WSSE applies VSS snapshots and block-level deduplication across all PC backups to reduce storage demands, and after the first backup subsequent jobs will be quicker. When a backup job begins, it starts the Volume Shadow Copy service on the source PC – but annoyingly, the appliance can run only one backup job at a time.
General file-copy performance is reasonable, but won’t worry Qnap or Synology. Drag-and-drop copies of a 2.52GB video clip over Gigabit returned read and write speeds of 78MB/sec, while copying a 17.4GB folder of 10,500 files to the appliance averaged a modest 41MB/sec.

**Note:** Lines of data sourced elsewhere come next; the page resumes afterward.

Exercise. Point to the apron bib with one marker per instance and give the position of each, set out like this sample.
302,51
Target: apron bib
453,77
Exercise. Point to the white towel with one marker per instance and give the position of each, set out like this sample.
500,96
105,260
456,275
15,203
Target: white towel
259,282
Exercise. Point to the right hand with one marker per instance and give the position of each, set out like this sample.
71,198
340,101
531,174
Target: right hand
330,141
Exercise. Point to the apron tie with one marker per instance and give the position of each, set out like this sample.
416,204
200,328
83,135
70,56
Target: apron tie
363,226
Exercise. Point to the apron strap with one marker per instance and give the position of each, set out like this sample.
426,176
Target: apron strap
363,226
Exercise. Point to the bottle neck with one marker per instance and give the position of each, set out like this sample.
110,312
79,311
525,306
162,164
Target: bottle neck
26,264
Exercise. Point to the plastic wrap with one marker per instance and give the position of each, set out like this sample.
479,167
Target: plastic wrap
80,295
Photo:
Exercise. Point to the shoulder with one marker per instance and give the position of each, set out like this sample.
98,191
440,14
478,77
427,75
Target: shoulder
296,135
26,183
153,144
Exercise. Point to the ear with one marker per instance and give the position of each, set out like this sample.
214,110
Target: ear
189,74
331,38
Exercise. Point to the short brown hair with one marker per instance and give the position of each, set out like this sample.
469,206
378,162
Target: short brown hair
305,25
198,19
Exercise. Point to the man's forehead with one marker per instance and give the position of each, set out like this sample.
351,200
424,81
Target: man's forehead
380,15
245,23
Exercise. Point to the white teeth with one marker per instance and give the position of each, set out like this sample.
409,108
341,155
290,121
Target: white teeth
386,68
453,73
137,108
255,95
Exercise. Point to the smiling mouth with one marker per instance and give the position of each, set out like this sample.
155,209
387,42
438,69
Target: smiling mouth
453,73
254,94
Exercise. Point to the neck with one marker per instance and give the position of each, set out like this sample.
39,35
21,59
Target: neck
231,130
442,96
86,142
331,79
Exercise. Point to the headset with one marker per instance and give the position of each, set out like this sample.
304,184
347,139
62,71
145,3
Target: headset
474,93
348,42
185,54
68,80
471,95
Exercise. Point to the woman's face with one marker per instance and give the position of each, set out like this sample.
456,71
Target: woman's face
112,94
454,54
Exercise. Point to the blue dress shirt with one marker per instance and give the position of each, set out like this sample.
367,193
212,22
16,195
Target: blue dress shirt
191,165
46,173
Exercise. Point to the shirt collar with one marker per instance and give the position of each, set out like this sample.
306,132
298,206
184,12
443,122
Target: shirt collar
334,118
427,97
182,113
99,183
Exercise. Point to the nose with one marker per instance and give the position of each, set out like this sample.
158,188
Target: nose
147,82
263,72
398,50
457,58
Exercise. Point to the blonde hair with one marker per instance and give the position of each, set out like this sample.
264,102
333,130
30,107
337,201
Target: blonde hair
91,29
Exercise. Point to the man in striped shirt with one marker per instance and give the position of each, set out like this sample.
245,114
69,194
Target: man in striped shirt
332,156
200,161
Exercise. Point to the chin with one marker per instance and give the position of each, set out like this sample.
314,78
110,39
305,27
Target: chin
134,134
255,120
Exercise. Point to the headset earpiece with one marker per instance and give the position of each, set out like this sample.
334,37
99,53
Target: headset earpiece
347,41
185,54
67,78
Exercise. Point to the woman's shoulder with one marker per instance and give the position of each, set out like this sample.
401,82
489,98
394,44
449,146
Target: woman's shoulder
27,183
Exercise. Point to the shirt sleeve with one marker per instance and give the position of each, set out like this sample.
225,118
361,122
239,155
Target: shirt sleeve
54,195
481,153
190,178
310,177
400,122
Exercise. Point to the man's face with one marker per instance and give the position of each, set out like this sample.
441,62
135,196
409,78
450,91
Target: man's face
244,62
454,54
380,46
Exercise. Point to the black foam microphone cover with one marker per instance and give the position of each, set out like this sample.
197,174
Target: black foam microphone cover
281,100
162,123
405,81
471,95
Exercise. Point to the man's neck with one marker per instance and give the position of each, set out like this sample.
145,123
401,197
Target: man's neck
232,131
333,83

We secured a 48GB system drive on a Windows 7 PC in 51 minutes, and saw the backup used only 22GB on the appliance – so deduplication was clearly working. Restoring files and folders is swift: select the PC in question, choose a backup job, what you want restored and where to put it.
For bare-metal recovery, put a USB stick into the appliance: it runs a wizard to turn it into a bootable WSSE Full System Restore disk. In our tests, this worked well. We used the stick to boot a backed up Windows 7 PC, followed the wizard to connect to the appliance, selected the desired backup and left it to restore.
There’s always a premium to pay for Windows Storage Server-powered NAS boxes, but the Sentinel DX4000 is reasonably priced. It’s easy to deploy and the remote web access, automated backup and bare-metal recovery features are very good, but we’d urge you to look at Qnap’s TS-459 Pro II for a superior feature set and performance.